The given problem states that a and b are two unit vectors, and we need to determine the angle between them when √3a - b is also a unit vector. Let's break down the problem step by step:

1. Understanding Unit Vectors:
- A unit vector is a vector with a magnitude of 1. It represents the direction of a vector without considering its length.
- In other words, a unit vector is a vector divided by its magnitude.

2. Analyzing √3a - b:
- We are given that √3a - b is a unit vector.
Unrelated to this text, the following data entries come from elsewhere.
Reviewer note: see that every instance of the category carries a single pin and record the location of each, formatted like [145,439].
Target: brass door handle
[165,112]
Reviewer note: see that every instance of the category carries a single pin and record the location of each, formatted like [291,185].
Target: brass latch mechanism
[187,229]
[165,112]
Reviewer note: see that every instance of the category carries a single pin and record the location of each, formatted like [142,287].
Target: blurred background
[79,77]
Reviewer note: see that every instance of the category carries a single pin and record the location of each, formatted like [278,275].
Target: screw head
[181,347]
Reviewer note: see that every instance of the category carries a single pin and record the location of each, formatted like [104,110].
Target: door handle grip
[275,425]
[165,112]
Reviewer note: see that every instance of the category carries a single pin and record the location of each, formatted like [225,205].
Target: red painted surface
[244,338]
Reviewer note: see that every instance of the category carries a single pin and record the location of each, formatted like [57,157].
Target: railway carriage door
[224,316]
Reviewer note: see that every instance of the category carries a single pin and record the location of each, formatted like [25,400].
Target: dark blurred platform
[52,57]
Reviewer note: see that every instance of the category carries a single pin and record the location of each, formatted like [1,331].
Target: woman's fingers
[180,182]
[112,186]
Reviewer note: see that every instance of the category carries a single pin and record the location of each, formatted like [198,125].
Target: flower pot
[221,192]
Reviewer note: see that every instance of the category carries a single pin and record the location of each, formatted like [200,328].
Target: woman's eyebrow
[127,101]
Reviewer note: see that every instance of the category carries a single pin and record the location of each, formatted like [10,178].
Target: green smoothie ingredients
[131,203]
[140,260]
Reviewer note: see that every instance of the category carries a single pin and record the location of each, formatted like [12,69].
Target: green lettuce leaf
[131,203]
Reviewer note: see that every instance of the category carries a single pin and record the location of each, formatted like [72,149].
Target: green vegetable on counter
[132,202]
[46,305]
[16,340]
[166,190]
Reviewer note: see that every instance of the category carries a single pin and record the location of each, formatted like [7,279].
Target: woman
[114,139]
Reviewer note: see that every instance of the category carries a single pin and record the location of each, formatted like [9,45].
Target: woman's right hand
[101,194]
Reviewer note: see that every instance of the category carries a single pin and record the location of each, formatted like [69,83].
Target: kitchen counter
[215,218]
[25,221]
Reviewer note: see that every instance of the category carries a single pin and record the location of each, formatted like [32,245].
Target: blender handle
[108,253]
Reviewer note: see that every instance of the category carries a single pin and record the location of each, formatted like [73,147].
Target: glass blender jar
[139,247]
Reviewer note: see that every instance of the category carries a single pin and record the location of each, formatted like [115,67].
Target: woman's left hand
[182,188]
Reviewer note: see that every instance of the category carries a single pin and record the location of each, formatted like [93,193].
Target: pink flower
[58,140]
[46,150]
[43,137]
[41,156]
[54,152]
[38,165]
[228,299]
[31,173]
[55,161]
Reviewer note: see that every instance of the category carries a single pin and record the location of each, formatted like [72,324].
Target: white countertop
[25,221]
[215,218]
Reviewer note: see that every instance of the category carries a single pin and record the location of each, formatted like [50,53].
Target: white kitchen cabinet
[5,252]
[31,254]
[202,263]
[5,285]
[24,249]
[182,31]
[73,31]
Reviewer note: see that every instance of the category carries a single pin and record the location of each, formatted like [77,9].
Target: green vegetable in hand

Let's denote it as c.
- So, c = √3a - b.

3. Finding the Magnitude of c:
- The magnitude of a vector is the length or size of the vector.
- Since c is a unit vector, its magnitude is 1.
- Therefore, |c| = 1.

4. Expanding c:
- Using the distributive property, we can expand c as follows:
c = √3a - b
c = √3a + (-1)b
c = √3a + (-1)b

5. Computing the Magnitude of c:
- To find the magnitude of c, we square each component, sum them, and take the square root.
- |c|^2 = (√3)^2|a|^2 + (-1)^2|b|^2 + 2(√3)(-1)|a||b|cosθ
|c|^2 = 3|a|^2 + |b|^2 - 2√3|a||b|cosθ

6. Substituting the Values:
- Since a and b are unit vectors, |a| = |b| = 1.
- |c|^2 = 3 + 1 - 2√3cosθ
- |c|^2 = 4 - 2√3cosθ

7. Simplifying |c|^2:
- As |c| = 1, we can write the equation as:
1 = 4 - 2√3cosθ
- Rearranging the terms, we have:
2√3cosθ = 3
cosθ = 3/(2√3)
cosθ = √3/2

8. Finding the Angle θ:
- From the equation cosθ = √3/2, we can determine the angle θ by taking the inverse cosine (arccos) of both sides.
- θ = arccos(√3/2)
- Using a calculator, we find θ ≈ 30°.

9. Final Answer:
- The angle between vectors a and b is approximately 30° when √3a - b is a unit vector.

By following the above steps, we have determined the angle between the two unit vectors a and b when the given condition is satisfied.